Creative Commons License

Oyucu S., AKSÖZ A.

Applied Sciences (Switzerland), cilt.14, sa.9, 2024 (SCI-Expanded) identifier

  • Yayın Türü: Makale / Tam Makale
  • Cilt numarası: 14 Sayı: 9
  • Basım Tarihi: 2024
  • Doi Numarası: 10.3390/app14093725
  • Dergi Adı: Applied Sciences (Switzerland)
  • Derginin Tarandığı İndeksler: Science Citation Index Expanded (SCI-EXPANDED), Scopus, Aerospace Database, Agricultural & Environmental Science Database, Applied Science & Technology Source, Communication Abstracts, INSPEC, Metadex, Directory of Open Access Journals, Civil Engineering Abstracts
  • Anahtar Kelimeler: latency, machine learning, MLOps, RMSE, wind energy
  • Sivas Cumhuriyet Üniversitesi Adresli: Evet

Özet

This study conducted a detailed comparative analysis of various machine learning models to enhance wind energy forecasts, including linear regression, decision tree, random forest, gradient boosting machine, XGBoost, LightGBM, and CatBoost. Furthermore, it developed an end-to-end MLOps pipeline leveraging SCADA data from a wind turbine in Türkiye.
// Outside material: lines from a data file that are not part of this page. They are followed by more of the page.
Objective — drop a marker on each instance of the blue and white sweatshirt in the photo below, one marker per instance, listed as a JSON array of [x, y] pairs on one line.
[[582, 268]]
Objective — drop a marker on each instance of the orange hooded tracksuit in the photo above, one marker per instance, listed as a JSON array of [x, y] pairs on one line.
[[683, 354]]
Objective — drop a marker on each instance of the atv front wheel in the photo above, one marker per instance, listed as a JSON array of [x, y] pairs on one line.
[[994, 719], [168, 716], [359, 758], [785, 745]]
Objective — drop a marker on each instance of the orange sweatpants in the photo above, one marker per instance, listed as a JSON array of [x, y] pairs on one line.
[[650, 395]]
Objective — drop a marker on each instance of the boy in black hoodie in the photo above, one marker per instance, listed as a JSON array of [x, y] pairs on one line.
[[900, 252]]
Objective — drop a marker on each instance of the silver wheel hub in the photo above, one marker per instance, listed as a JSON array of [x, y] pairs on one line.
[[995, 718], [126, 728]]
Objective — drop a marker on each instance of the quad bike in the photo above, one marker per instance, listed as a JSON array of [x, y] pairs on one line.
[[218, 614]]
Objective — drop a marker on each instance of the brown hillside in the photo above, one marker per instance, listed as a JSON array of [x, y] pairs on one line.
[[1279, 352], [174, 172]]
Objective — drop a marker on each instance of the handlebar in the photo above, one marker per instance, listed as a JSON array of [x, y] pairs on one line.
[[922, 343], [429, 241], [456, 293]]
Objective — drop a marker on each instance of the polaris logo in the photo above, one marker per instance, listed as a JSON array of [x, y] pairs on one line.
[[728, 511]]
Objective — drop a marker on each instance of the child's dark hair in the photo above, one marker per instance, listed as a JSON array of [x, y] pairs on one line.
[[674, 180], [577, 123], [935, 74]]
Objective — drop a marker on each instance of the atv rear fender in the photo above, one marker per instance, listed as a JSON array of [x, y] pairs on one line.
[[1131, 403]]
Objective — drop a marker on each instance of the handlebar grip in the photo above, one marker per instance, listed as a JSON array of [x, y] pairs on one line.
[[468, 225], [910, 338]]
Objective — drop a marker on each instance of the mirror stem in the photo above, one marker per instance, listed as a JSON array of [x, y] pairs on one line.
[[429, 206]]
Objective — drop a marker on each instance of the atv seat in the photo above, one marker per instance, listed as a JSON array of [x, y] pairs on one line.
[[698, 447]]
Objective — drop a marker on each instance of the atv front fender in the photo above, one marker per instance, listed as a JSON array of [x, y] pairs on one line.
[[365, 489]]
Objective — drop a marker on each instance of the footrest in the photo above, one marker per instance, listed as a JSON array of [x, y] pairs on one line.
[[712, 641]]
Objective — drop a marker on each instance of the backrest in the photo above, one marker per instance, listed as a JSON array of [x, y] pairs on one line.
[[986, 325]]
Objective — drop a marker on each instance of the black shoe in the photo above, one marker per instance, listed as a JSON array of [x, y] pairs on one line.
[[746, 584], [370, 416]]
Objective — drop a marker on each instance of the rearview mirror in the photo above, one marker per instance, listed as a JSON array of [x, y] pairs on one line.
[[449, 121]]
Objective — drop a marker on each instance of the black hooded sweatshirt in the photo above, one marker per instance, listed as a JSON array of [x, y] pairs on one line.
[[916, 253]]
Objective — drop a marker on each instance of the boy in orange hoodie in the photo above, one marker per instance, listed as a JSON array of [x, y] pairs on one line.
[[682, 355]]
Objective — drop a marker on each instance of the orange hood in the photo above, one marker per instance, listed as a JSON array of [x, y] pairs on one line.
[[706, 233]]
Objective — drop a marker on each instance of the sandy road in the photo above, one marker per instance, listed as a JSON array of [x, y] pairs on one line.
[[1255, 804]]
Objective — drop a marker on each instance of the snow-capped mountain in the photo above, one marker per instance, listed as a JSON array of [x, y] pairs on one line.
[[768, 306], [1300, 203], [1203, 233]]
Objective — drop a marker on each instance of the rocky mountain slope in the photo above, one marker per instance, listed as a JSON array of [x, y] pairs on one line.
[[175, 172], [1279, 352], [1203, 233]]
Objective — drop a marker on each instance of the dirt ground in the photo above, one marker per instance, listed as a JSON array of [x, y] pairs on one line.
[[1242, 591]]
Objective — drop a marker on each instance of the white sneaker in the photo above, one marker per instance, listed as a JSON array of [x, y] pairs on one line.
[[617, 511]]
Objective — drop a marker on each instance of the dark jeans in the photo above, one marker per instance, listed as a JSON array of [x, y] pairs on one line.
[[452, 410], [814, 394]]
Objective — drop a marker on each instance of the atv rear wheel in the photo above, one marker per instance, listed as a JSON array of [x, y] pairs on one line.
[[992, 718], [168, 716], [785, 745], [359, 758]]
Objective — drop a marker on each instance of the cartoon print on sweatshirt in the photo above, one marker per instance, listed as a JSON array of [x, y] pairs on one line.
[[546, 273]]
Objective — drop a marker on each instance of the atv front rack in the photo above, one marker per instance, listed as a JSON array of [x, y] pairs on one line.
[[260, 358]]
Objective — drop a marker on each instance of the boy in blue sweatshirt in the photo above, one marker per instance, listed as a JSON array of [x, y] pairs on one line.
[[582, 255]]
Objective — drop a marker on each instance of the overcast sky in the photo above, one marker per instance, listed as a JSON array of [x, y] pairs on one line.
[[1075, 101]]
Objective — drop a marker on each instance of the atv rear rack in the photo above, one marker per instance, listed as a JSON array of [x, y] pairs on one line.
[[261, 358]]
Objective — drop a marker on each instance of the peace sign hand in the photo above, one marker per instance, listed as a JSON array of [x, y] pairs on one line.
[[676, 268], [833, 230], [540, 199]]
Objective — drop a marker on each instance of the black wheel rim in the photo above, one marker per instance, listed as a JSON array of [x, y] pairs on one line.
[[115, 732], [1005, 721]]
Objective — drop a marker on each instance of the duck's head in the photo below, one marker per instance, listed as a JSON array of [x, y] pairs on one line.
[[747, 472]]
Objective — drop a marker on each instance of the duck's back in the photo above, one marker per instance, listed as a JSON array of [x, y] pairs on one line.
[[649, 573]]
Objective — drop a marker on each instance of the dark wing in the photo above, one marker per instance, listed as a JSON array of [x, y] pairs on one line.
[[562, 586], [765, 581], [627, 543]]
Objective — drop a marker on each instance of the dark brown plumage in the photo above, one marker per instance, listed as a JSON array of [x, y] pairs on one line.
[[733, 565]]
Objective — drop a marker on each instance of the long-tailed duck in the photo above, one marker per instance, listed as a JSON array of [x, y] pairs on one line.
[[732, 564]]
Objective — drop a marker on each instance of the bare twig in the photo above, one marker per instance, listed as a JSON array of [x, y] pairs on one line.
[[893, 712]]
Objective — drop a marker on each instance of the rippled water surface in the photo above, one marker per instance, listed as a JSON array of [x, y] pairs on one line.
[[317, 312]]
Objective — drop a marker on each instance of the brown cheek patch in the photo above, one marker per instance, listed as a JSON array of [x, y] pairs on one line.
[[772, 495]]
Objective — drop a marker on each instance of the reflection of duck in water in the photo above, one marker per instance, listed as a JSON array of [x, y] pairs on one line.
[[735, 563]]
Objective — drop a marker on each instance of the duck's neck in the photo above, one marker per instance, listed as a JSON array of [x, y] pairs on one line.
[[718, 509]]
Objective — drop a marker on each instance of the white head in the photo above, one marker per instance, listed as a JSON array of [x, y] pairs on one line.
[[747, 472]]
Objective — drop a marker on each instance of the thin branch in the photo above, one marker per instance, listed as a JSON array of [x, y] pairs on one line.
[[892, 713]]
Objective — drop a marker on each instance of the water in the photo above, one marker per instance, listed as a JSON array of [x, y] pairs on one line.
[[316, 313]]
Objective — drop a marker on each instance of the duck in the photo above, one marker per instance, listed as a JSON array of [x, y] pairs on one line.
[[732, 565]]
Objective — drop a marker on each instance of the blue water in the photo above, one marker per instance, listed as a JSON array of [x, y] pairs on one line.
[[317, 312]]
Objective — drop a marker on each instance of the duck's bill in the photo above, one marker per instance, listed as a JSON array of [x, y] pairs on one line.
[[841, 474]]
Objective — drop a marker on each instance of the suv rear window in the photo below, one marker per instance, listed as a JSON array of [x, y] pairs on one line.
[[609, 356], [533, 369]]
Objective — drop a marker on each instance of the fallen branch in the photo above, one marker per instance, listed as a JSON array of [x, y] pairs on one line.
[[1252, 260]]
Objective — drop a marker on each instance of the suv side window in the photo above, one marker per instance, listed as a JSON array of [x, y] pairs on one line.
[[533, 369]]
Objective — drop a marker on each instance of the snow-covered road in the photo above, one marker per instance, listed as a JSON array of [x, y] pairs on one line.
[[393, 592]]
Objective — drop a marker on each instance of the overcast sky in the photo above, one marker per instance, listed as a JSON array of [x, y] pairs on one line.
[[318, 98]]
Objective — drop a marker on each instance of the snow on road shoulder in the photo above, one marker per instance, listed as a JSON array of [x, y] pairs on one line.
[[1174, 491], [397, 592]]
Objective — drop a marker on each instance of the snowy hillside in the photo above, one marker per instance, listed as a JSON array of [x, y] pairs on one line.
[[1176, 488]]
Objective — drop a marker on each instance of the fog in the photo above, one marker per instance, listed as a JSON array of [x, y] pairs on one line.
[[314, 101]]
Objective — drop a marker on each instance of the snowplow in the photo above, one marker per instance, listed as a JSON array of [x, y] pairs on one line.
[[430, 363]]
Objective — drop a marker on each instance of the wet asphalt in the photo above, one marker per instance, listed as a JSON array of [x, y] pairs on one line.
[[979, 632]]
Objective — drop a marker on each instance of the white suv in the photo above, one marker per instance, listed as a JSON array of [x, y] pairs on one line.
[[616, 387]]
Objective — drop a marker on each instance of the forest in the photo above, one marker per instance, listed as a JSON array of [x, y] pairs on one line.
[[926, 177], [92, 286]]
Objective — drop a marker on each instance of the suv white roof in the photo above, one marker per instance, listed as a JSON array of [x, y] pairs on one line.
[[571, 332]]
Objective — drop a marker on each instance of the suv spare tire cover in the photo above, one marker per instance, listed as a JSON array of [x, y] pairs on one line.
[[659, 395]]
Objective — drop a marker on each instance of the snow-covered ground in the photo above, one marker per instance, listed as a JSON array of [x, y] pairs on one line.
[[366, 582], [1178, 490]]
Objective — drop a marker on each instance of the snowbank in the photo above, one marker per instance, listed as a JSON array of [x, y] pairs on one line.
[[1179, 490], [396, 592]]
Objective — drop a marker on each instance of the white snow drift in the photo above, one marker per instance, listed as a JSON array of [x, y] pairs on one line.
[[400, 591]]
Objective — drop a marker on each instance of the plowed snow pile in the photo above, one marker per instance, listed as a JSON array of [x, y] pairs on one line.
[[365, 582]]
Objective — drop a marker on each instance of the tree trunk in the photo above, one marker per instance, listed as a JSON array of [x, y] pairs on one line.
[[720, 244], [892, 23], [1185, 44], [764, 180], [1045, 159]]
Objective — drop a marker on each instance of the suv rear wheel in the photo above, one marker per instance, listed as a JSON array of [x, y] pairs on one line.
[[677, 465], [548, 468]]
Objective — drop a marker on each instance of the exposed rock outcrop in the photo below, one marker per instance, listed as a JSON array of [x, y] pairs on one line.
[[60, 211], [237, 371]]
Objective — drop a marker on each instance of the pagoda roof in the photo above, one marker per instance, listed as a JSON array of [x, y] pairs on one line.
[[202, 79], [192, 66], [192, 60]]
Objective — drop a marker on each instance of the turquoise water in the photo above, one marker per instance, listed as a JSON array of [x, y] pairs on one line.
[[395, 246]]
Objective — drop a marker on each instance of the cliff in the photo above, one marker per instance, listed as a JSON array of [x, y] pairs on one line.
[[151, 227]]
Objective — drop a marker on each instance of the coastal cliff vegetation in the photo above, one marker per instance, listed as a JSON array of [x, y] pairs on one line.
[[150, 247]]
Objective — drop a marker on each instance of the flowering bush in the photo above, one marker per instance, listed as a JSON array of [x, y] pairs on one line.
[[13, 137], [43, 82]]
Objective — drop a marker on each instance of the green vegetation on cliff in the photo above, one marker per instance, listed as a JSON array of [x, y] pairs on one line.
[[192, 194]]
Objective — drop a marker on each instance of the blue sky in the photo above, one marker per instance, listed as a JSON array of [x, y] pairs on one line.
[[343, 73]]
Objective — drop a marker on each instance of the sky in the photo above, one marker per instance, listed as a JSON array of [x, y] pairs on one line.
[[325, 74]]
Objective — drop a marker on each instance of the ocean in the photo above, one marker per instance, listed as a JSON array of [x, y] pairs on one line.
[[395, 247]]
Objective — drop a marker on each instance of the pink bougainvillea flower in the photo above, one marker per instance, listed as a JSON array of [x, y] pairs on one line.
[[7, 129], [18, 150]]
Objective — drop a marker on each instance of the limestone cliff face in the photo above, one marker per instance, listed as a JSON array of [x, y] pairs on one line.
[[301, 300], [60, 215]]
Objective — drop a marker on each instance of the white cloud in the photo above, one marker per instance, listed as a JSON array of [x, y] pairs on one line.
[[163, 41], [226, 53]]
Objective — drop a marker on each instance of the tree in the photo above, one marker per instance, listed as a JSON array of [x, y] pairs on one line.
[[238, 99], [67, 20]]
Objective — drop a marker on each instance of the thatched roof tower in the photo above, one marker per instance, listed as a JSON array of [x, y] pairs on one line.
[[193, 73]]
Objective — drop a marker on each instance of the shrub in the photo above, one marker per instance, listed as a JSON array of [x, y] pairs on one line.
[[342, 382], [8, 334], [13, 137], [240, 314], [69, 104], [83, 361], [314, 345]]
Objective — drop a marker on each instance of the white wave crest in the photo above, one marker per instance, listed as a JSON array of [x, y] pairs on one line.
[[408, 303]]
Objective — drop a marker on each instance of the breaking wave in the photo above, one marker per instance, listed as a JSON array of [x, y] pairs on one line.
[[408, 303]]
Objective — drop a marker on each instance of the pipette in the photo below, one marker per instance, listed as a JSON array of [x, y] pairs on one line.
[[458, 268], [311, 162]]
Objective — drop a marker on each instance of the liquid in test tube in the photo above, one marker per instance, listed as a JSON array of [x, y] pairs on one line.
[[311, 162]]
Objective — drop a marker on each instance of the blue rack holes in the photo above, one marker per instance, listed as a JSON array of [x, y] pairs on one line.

This research not only compared models using the RMSE metric for selection and optimization but also explored in detail the impact of integrating machine learning with MLOps on the precision of energy production forecasts. It investigated the suitability and efficiency of ML models in predicting wind energy with MLOps integration. The study explored ways to improve LightGBM algorithm performance through hyperparameter tuning and Docker utilization. It also highlighted challenges in speeding up MLOps development and deployment processes. Model performance was assessed using the RMSE metric, conducting a comparative evaluation across different models. The findings revealed that the RMSE values among the regression models ranged from 460 kW to 192 kW. Focusing on enhancing LightGBM, the research decreased the RMSE value to 190.34 kW. Despite facing technical and operational hurdles, the implementation of MLOps was proven to enhance the speed (latency of 9 ms), reliability (through Docker encapsulation), and scalability (using Docker swarm) of machine learning endeavors.